Beziehungen

Beziehungen sind manchmal richtig schwer. Liebe und Freundschaft allerdings auch. So gern man mit seinem ganzen Kopf rational den Partner den Laufpass geben will, kann man es nicht. Denn da funkt das Herz dazwischen und meldet sich auch zu Wort. Und diese Kopf-Herz-Systematik ist nicht wirklich produktiv. So weiss man hundertprozentig, dass der Kerl für einen nicht gut ist, aber man kann doch nicht ohne ihn. Warum nur?
Warum kann man nicht einfach das Herz ausschalten und sagen, fuck off.
So bekomme ich von meinem Exfreund noch SMS, in denen er sagt, das er mich toll und intelligent findet. Allerdings ist er in einer anderen Beziehung.
Was sich vielleicht komisch anhört, wir beide haben noch Kontakt.

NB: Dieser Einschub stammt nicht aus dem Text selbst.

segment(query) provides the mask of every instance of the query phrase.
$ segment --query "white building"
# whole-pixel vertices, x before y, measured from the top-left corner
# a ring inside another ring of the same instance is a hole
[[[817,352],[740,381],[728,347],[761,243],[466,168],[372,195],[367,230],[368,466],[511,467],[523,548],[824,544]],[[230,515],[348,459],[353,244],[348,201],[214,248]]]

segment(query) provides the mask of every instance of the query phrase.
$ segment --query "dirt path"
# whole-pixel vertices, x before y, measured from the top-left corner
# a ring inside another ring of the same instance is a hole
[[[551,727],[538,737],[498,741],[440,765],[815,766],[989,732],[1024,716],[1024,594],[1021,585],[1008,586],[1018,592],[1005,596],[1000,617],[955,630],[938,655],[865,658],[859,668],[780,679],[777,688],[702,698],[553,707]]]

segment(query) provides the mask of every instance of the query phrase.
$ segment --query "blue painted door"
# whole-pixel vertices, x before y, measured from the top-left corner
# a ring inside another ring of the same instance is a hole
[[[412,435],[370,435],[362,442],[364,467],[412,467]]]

Kurz nachdem wir beide aus Vernunft (ich weiss nicht mehr, wer) durch die Entfernung Schluss gemacht haben, hatten wir relativ viel Kontakt. In der Zeit danach schrieb er immer wieder kleine Liebeserklärungen. Die wollte ich allerdings nicht mehr haben, da wir uns ja getrennt hatten. Für mich war das so einfacher, weil ich einfach nicht mehr darüber nachdenken wollte. Für ihn war es allerdings schwieriger, da er immer wieder von der Beziehung angefangen hatte. Ja, ich weiss, das hört sich hart und als eine etwas männliche Einstellung an. Ob es geholfen hat, weiss ich allerdings nicht.
In der Beziehung waren unsere Rollen auch immer verteilt. Er wollte von mir hören, dass ich ihn liebe, aber ich habe ihm das nur gezeigt. So bin ich für ihn Einkaufen gegangen und habe ihn immer wieder angerufen, ob wir uns sehen können.
Jetzt hat er eine Freundin, die ihm das alles geben kann, was er braucht. Sie sagt ihm, dass sie ihn liebt.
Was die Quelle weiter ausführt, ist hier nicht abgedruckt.